So, I get on the phone to my ex. He starts lecturing me. Our son will have a record because he my husband and I have had the police at our house before (because of truancy and threats he has made against his sister). All of which was recommended by his school, the police AND our family counselor. I hung up on him. The police came a few hours later and took confessions from my son and his friend. The next day my ex left on a trip overseas. My ex has not made one attempt to contact me about what could happen to OUR son.
About a week after the boys signed their confessions, I got a call from the police. They wanted me to bring my son in to talk. The truth about the second car being vandalized came out. I was furious…and embarrassed because it was one of our neighbors. The officer told us the boys will definitely have to go to court. And…the officer told us my son was already considered a suspect for a few reasons. This made feel much better about turning them in. I know we did the right thing.
I am just waiting for more madness from my ex. We have joint legal custody, so, I believe any fines, fees or damages he would be 50% responsible for (25% actually has the other boy will probably be 50% responsible). I know he will try to claim it is covered by child support. Especially after he has to pay me for losing the alimony case!
Oh, the joys of co-parenting!

I'm glad that your ds has a counselor. It's so difficult to deal with things like this. I have five children all of whom have/had varying degrees and types of mental illnesses. Adolescance was NOT fun!
We had the police to our house on more than one occasion, most at my instigation. I refused to cover-up for my children. If they made the decision to act in a manner outside of the law, they had to take ownership and pay the price. My x had nasty things to say every time it happened at my house. However, when it did happen at my house, it was always, without exception, done when they were supposed to be in bed or when they were visiting a friend. When two of my boys got in trouble with the law, the only time that they had to go to court, it was because x and sm *knowingly* allowed them to take their bikes and go on a construction site that was posted.

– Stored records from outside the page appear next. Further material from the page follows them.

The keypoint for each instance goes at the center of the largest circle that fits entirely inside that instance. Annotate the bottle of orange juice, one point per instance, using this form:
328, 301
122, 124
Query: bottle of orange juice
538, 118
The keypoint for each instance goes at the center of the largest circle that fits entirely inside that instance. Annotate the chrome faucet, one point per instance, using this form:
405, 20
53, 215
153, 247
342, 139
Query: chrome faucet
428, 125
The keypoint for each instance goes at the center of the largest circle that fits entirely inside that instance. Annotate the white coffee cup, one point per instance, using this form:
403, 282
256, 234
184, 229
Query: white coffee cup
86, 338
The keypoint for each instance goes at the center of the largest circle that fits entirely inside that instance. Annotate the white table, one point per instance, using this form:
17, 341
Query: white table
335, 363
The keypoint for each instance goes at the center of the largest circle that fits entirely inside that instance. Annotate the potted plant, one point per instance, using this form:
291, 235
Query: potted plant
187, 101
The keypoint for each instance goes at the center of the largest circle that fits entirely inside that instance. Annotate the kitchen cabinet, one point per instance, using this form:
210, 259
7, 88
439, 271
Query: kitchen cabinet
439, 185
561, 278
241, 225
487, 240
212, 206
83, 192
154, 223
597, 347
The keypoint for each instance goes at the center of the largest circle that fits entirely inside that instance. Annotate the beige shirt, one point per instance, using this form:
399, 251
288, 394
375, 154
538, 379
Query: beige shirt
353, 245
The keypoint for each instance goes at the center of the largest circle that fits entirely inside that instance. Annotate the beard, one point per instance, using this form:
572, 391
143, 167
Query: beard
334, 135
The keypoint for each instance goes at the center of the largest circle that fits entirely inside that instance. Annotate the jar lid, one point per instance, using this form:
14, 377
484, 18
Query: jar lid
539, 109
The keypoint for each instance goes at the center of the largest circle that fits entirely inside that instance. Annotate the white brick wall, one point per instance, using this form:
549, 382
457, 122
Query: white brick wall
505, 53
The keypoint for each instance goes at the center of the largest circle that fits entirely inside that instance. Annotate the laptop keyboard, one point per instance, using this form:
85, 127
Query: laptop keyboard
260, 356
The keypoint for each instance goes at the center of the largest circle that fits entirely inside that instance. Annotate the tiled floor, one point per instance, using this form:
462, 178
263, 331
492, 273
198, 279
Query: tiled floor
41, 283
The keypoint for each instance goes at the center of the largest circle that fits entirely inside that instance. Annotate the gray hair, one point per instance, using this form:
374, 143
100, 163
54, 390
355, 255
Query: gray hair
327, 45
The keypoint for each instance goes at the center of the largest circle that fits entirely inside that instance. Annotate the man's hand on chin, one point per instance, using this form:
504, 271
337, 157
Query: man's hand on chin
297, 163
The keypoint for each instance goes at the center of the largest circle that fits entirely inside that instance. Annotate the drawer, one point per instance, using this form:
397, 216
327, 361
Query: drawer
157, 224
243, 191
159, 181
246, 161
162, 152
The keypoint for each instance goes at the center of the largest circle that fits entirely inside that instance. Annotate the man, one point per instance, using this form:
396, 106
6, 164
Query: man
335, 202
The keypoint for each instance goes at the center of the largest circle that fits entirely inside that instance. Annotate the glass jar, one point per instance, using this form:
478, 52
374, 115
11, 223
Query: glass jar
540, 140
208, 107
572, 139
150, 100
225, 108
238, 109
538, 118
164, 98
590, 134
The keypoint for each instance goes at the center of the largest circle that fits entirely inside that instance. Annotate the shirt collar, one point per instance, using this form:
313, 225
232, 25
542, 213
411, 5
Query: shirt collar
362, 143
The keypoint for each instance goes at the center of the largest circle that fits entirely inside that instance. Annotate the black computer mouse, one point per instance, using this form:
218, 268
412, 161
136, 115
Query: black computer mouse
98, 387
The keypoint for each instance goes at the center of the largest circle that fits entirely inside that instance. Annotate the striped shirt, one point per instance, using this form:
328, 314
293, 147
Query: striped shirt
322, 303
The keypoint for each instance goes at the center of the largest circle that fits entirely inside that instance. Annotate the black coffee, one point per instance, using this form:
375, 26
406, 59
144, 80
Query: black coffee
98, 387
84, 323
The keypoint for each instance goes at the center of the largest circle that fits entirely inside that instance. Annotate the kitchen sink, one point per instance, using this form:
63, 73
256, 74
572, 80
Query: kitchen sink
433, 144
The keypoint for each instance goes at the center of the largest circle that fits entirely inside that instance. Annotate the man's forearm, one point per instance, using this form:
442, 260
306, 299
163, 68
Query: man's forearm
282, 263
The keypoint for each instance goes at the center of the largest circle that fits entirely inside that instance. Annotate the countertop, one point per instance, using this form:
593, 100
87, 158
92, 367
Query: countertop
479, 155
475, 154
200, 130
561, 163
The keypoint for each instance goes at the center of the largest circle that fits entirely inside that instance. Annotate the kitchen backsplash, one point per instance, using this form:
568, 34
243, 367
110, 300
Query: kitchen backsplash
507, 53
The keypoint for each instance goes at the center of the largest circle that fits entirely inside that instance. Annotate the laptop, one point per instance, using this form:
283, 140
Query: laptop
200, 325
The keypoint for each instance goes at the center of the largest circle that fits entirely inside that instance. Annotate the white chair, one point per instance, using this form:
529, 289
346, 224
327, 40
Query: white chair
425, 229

They KNEW and okayed it for the boys to do this. Then when the boys had to go to court, etc., guess who it was who took them and dealt with it. It wasn't him!
I would suggest that the fines and recompensation is not you or your x's responsibility. Of course, one or both of you will need to take some of this on initially. However, in most places, your ds can "work off" his fines himself through community service. He should also, in the end, be responsible for paying for the damage. That is a LOT based on two paint jobs, etc., but, IMHO, he who did it pays the price. Just my two cents.
Yes, you did the right thing. ITs best to take care of this now.
It best to get your son to answer for his own actions. And its best for your son to face the consequences too. If the ex-H does not want to engage, or if he wants to "hide" the truth, your children will be ill served.
My ex's daughters (my step daughters) were never forced to do this. They just kept on getting worse and worse until they were adults. Eventually, the eldest became an extasy addict, and the younger a drunk driver.
You are doing a good job, stay with it!
Wow! I do think that you did the right thing (if you didn't do the right thing this time.... you'd just wonder about next time, and hopefully, this will deter a next time!)
However... I'll preach my sermon again..... this is why you want joint custody.